It was a quiet Sunday afternoon when Mr. Saint Cyr drove over with his small coil of nylon rope. We had been rearranging the furniture in the upstairs bedrooms and decided that the four hundred pound mahogany wardrobe just didn't go anymore in the room with purple carpeting. Had he understood that our intention was to actually lower it to the ground from the first floor balcony, he probably would have brought more rope, or his beefy farm-hand son, or his John Deere.
So the three of us stood on the balcony, tying the little rope we had around this beast of a wardrobe and discussing how we were actually going to lower it down. We had just enough rope to make a couple of loops around it and tie a knot. But what all of us failed to notice until it was too late was that the rope wasn't long enough to lower the wardrobe all the way to the ground.
But we were strong guys. No problem. True, Mr. Saint Cyr was pushing seventy, but he spent his life running a farm. He had a strong back and a gorilla's grip. Brawn over brains. "Let's lower it down," a confident voice said in French. "Everyone got a piece of the rope?"
We each grabbed a section of nylon and braced ourselves. I glanced behind me at Mr. Saint Cyr whose back was relaxed and straight, holding onto the rope with one hand as if it were a garden hose and he was watering his roses on a balmy summer evening. He was not even wearing gloves to protect from friction burn. None of us were.
"Wait, wait!" I said. "It's not going to hold!" finally realizing the folly of what we were about to do. But it was too late. Muscle had already been put into motion and no amount of brain, however convincing, however true, was going to stop it. We hoisted the wardrobe onto the railing, then prepared ourselves to lower it down on the count of three.
"One!" In two seconds it will be over, I thought to myself. I wonder if it's a male ego thing. I mean, we didn't even have a real plan. We didn't communicate who was going to hold most of the weight. We don't even have enough f-ing rope!
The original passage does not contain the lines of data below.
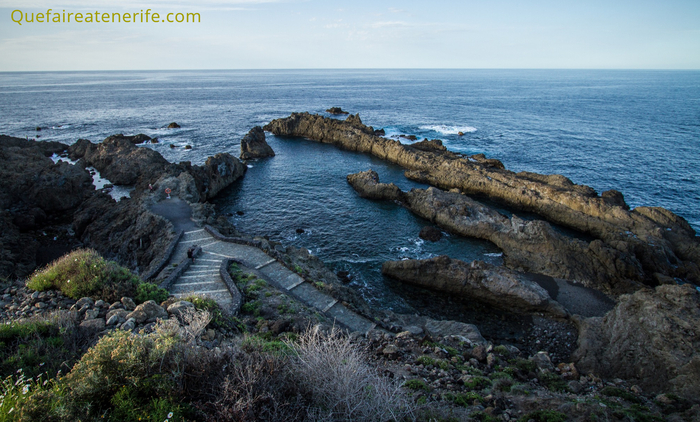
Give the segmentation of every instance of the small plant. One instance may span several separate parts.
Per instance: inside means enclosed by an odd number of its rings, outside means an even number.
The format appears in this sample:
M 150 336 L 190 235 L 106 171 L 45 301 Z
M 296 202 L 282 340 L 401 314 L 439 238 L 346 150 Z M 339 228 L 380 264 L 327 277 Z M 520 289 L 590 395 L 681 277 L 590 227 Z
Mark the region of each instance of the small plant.
M 422 379 L 412 379 L 408 380 L 403 383 L 403 386 L 410 389 L 410 390 L 424 390 L 424 391 L 430 391 L 430 387 L 423 381 Z
M 241 311 L 246 314 L 253 314 L 255 316 L 259 316 L 261 307 L 262 304 L 260 303 L 260 301 L 254 300 L 252 302 L 244 303 L 243 306 L 241 306 Z
M 468 391 L 466 393 L 447 393 L 445 394 L 444 398 L 445 400 L 451 401 L 452 403 L 463 407 L 473 406 L 474 401 L 478 401 L 479 403 L 484 402 L 484 398 L 481 397 L 479 393 L 475 393 L 474 391 Z
M 297 273 L 299 275 L 304 274 L 304 270 L 297 264 L 294 264 L 294 267 L 292 267 L 292 269 L 294 270 L 295 273 Z
M 489 378 L 491 378 L 492 380 L 496 380 L 496 379 L 499 379 L 499 378 L 512 379 L 513 377 L 510 376 L 510 374 L 508 374 L 507 372 L 498 372 L 498 371 L 496 371 L 496 372 L 491 372 L 491 373 L 489 374 Z
M 508 350 L 508 348 L 502 344 L 494 347 L 493 351 L 494 351 L 494 353 L 499 354 L 501 356 L 509 356 L 510 355 L 510 351 Z
M 518 419 L 519 422 L 527 422 L 529 420 L 534 420 L 535 422 L 566 422 L 566 415 L 554 410 L 536 410 Z
M 498 378 L 493 382 L 493 388 L 498 391 L 510 392 L 515 381 L 512 378 Z
M 559 375 L 553 372 L 543 372 L 539 375 L 540 382 L 552 391 L 567 392 L 569 386 Z
M 485 377 L 472 377 L 464 381 L 464 386 L 470 390 L 483 390 L 491 387 L 491 380 Z
M 621 399 L 627 400 L 630 403 L 640 404 L 642 402 L 639 399 L 639 397 L 637 397 L 634 394 L 630 393 L 629 391 L 625 391 L 619 387 L 607 386 L 607 387 L 603 388 L 602 390 L 600 390 L 600 394 L 610 396 L 610 397 L 619 397 Z
M 537 372 L 537 364 L 531 360 L 528 360 L 528 359 L 515 358 L 512 360 L 509 360 L 508 363 L 513 365 L 519 371 L 524 372 L 525 374 L 528 374 L 530 372 Z
M 423 366 L 435 365 L 435 359 L 431 358 L 428 355 L 423 355 L 419 356 L 418 359 L 416 359 L 416 363 L 419 363 Z
M 486 412 L 479 411 L 479 412 L 474 412 L 471 415 L 471 420 L 473 421 L 479 421 L 479 422 L 498 422 L 499 419 L 493 415 L 489 415 Z

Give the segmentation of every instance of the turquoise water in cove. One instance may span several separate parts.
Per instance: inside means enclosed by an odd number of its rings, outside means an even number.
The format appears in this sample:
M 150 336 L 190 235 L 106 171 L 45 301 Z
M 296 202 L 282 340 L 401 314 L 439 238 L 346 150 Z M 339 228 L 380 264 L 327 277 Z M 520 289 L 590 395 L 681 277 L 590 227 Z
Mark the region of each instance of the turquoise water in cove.
M 252 126 L 332 106 L 359 112 L 387 136 L 438 138 L 514 171 L 560 173 L 598 192 L 617 189 L 632 207 L 662 206 L 700 229 L 697 71 L 0 73 L 2 134 L 73 143 L 145 133 L 159 138 L 148 147 L 168 160 L 195 164 L 217 152 L 237 156 Z M 182 127 L 165 129 L 173 121 Z M 392 203 L 361 199 L 345 181 L 373 168 L 402 189 L 421 187 L 400 168 L 303 139 L 268 134 L 268 142 L 276 157 L 252 162 L 217 207 L 244 231 L 306 247 L 349 271 L 351 285 L 369 300 L 410 308 L 379 273 L 388 259 L 447 254 L 499 262 L 488 242 L 421 241 L 425 221 Z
"Two!" Maybe the girls were right. Maybe we should have called for more help. But they could never understand the gravity of such an insult. It's right up there with asking for directions. Maybe my mother in-law should have put her Mercedes underneath like she suggested — to cushion the impact.
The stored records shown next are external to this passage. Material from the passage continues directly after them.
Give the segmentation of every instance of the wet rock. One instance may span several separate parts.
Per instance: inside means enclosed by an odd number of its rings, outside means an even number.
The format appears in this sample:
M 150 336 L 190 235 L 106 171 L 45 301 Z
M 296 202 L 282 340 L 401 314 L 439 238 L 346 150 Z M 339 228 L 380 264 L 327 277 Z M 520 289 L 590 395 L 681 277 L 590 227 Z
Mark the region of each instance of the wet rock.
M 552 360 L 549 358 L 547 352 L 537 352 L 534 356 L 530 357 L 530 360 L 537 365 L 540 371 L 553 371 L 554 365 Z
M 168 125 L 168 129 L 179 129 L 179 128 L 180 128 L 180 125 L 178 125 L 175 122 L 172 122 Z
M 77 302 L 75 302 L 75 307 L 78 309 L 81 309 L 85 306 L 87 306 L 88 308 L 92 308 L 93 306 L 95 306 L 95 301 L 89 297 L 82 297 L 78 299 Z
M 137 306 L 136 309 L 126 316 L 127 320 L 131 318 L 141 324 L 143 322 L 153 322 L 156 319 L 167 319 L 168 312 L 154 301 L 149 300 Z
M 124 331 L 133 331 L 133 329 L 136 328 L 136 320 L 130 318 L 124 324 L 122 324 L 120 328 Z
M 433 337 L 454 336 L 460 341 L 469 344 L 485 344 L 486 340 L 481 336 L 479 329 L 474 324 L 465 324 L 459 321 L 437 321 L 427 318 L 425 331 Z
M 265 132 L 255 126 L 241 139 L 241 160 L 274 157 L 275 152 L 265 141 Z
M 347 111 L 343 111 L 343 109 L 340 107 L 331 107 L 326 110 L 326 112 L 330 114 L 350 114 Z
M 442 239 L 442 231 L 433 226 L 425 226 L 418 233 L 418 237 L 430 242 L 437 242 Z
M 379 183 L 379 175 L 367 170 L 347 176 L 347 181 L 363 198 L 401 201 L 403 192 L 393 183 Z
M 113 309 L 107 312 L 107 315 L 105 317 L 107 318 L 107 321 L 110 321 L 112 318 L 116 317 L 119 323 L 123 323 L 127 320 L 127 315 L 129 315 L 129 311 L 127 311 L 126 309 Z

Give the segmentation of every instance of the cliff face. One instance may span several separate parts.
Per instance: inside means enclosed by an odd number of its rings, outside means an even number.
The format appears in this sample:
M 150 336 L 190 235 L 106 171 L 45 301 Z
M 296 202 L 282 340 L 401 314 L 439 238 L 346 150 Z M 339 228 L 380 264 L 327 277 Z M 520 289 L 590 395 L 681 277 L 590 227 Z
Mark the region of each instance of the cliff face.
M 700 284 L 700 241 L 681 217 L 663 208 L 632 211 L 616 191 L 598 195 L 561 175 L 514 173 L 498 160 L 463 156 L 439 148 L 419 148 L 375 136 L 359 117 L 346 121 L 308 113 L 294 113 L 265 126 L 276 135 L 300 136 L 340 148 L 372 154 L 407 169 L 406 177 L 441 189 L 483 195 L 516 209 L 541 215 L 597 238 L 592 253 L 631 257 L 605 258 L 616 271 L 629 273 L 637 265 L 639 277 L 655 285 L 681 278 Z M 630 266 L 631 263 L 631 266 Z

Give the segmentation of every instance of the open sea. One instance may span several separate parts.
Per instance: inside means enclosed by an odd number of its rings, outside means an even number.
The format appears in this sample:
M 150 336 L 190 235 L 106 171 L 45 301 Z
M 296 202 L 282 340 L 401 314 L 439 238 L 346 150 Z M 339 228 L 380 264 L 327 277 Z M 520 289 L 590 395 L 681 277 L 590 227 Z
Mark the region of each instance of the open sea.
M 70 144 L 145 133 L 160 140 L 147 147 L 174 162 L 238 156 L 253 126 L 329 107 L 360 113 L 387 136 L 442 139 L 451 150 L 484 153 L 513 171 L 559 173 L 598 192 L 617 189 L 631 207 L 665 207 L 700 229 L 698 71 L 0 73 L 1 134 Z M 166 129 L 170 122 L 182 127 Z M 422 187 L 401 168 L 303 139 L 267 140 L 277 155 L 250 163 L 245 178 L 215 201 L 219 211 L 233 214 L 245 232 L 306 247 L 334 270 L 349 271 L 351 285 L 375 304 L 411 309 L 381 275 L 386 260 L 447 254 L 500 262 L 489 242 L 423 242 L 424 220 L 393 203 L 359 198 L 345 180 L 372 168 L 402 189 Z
"Three!" Here we go. The wardrobe balanced on the railing for a brief moment before tilting towards the ground. The next thing I heard was a flurry of voices — the men on the balcony, the women and kids down below — incoherent voices yelling simultaneously. Then the snap. Silence. And a thunderous crashing of wood hitting the stone patio below.
We peered over the railing, each still holding onto the lifeless rope, and saw that the wardrobe had shattered into about eight hundred indiscernible shards and splinters.
No one spoke. There was a lot of head scratching going on. Everyone seemed so surprised that our plans had failed. Finally Mr. Saint Cyr's voice broke the silence: Mais, ça se remonte. Serieusement! But you can put it back together. Really you can!
Despite its gloomy fate, and whatever may still come of it, I will always remember Mr. Saint Cyr's optimism, prepared as he was to attempt the nearly impossible.
The wood that once made up this wardrobe has since found itself a home in a tidy corner of the garage. Though I fear for its future, I'm sure I will think of Mr. Saint Cyr with a cheerful smile as that old wardrobe is transformed into fire and smoke and floats up the chimney, keeping us warm on winter nights when the temperature drops below freezing — perhaps not the ending Mr. Saint Cyr would have chosen, but a practical one nonetheless.